"Not realizing that those have lost their value, now that all aircraft are grounded," said Relez with a smile. "It might work. And overcoming the suspicions may prove easier than you think, when men begin to meet each other under the open sky, and realize that their hates never belonged to them, but to the machines they served...."

"I don't know about the buzzards," murmured Ladna dubiously.

Relez disregarded that. "What we need now is helpers. The anti-ionization field is the catalyst of peace, but if it is to work quickly, the confused peoples must have guidance.

"We've done a little advance missionary work among the more civilized and approachable tribes, both in the flesh, and by teleprojection, as Dunu appeared to you in the wilderness. The televiewer, incidentally, is another of our new developments; the old machines of that type used both a transmitter and receiver, but this one works on the principle you can see once in a while in nature, when atmospheric refraction is just right to reassemble the light from a distant object and project its picture in the air. Only very recently we perfected the reverse application of the effect, so that under good conditions we can project a three-dimensional image—mirage—over large distances.
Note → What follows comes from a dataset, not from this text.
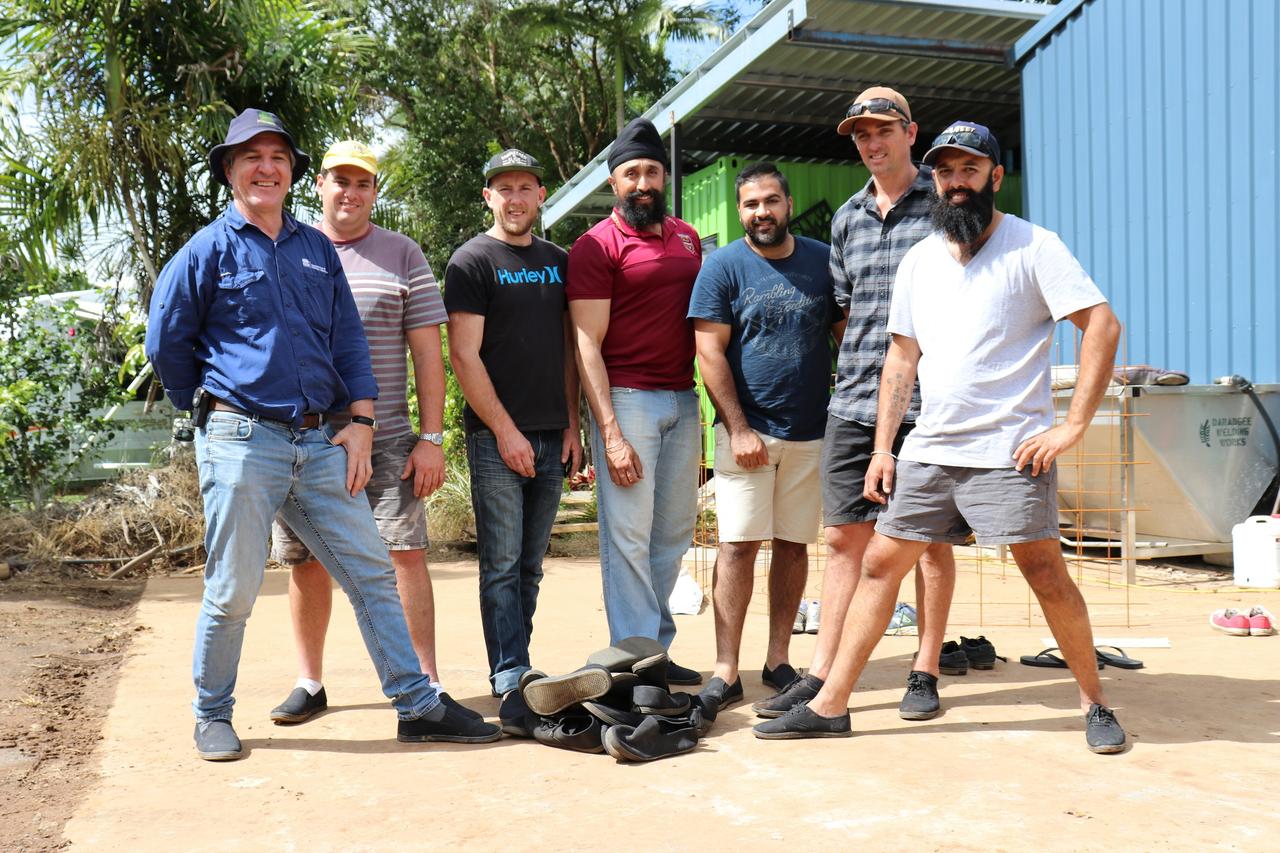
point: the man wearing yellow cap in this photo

"But those methods are inadequate for working directly on the minds of the peoples. Few as we are, we can't appear openly as authors of the change; for the time being, let them think it a natural phenomenon. However," his eyes met Torcred's and held them in a challenging gaze, "very much could be done to smooth a people's way toward civilization by an agent who belongs by birth to it...."

"I was a terrapin once," said Torcred steadily. "Now I am a man of the race of man. And in the eyes of the terrapins I am an outcast, accursed."

"I know. But your very return, when they think you dead, may help the break-down of the old habits and customs.... I don't say it will be easy. But I believe the desert has sharpened your wits."


Torcred considered. The mark on his forehead burned, but he remembered how there had been compassion in Vazcled's face even as he wielded the knife, and that his worst enemy was discreditably dead in the desert. "Perhaps," he muttered.

"If you go back," said Ladna quietly, "I go too."